Bisnis.com, JAKARTA - Gubernur Bank Indonesia Perry Warjiyo akhirnya angkat bicara soal cadangan devisa Maret 2020 yang turun sebesar US$9,4 miliar menjadi US$121 miliar.
"Sebanyak US$2 miliar utang pemerintah jatuh tempo, dan sekitar US$7 miliar untuk stabilisas nilai tukar rupiah," tegas Perry dalam media briefing, Selasa (7/4/2020).
Stabilisasi rupiah ini dilakukan secara intensif pada minggu kedua dan ketiga Maret ketika ada kepanikan global dan investor global melepas saham dan oblihasi.
Kendati berkurang, Perry menegaskan nilai cadangan devisa saat ini sebesar US$121 miliar masih mencukupi.
Selain itu, dia menegaskan Indonesia memiliki perjanjian repo line dengan IMF dan bilateral swap dengan sejumlah negara.
Cadangan devisa Indonesia pada akhir Maret 2020 yang turun sebanyak US$9,4 miliar menjadi US$121,0 miliar merupakan posisi terendah sejak Mei 2019.
Cadangan devisa ini jatuh dari posisi akhir Februari 2020 sebesar US$130,4 miliar.
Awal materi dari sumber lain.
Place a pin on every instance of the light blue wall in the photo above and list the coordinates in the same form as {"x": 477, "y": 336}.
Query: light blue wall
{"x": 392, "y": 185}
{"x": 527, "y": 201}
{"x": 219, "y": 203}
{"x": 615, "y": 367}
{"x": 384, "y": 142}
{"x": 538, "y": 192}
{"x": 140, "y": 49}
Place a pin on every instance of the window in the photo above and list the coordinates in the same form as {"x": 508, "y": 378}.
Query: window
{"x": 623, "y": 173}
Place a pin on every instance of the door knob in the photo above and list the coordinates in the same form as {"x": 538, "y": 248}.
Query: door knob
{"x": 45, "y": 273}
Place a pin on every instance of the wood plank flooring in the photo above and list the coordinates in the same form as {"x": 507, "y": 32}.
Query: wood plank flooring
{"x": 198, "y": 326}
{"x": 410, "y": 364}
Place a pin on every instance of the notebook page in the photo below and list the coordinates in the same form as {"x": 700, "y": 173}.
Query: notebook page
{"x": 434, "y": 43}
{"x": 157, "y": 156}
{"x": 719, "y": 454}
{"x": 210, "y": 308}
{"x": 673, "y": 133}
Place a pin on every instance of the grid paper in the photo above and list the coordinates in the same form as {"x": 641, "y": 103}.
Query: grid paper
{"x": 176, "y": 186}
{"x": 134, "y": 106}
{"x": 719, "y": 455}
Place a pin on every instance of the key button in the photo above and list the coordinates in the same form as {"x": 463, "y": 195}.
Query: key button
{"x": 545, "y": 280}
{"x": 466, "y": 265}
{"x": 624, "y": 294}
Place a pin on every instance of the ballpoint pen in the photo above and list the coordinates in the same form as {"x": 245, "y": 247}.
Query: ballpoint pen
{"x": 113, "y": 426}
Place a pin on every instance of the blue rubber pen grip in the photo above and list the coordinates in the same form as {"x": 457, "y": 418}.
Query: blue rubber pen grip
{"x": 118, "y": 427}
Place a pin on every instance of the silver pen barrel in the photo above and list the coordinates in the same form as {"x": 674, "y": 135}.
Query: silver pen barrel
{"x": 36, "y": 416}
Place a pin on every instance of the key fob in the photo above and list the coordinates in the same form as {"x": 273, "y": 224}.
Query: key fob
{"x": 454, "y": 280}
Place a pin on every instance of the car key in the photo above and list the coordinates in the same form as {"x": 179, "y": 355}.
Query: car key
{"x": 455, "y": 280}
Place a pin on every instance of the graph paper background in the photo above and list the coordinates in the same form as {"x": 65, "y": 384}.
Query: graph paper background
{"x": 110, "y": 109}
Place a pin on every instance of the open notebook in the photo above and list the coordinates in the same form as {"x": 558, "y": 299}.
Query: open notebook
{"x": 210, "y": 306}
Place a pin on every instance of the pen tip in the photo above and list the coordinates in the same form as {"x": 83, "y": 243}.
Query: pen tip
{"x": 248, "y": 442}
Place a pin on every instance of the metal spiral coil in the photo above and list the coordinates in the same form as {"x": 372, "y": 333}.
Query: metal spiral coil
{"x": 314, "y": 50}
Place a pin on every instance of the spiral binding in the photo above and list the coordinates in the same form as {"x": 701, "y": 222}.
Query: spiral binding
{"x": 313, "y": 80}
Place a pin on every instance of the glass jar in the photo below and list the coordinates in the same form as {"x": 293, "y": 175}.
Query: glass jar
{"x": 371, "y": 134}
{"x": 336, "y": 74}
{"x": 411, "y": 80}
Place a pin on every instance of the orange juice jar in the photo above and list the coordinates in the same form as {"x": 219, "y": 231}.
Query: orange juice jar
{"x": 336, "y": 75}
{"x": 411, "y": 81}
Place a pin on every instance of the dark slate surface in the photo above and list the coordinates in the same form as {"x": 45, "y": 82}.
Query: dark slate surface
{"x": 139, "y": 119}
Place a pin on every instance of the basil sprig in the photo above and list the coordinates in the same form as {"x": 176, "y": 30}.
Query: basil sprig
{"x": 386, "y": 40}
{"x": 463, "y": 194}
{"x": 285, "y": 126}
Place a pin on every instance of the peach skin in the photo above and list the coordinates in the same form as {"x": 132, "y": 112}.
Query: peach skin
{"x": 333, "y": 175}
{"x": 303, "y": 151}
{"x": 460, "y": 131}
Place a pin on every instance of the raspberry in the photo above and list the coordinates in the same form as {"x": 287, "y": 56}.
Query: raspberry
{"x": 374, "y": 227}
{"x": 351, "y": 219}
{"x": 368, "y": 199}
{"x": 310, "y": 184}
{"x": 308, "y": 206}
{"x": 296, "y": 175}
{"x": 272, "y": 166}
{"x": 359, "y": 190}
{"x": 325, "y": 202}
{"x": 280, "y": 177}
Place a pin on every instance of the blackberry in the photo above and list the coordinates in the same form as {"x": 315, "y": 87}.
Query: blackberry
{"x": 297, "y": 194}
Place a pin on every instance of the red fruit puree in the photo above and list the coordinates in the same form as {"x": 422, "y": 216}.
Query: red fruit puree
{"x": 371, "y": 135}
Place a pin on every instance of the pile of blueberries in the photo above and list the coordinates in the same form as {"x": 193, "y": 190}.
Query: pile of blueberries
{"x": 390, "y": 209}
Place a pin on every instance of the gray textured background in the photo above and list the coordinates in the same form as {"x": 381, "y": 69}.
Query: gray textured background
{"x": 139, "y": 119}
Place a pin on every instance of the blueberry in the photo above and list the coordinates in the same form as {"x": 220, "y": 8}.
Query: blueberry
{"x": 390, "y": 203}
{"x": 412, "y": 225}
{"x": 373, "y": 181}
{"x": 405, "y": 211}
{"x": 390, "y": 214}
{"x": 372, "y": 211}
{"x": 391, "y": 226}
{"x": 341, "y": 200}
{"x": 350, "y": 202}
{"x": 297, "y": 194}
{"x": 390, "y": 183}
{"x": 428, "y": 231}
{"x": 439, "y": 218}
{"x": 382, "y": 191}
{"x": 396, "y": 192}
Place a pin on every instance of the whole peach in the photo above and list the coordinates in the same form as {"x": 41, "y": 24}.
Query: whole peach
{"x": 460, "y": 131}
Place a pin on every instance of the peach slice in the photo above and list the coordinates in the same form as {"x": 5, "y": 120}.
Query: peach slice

Padahal pada Januari 2020, Indonesia membukukan cadangan devisa sebesar US$131,7 miliar, tertinggi sejak Januari 2018.
Direktur Eksekutif Kepala Departemen Komunikasi Bank Indonesia (BI) Onny Widjanarko menuturkan penurunan cadangan devisa pada Maret 2020 antara lain dipengaruhi oleh pembayaran utang luar negeri pemerintah dan keperluan stabilisasi nilai tukar Rupiah di tengah kondisi “extraordinary” karena kepanikan di pasar keuangan global dipicu pandemi COVID-19 secara cepat dan meluas ke seluruh dunia.
"Bank Indonesia menilai bahwa cadangan devisa saat ini lebih dari cukup untuk memenuhi kebutuhan impor dan pembayaran utang luar negeri pemerintah serta kebutuhan untuk stabilisasi nilai tukar rupiah," ujar Onny melalui keterangan resmi, Selasa (7/4/2020).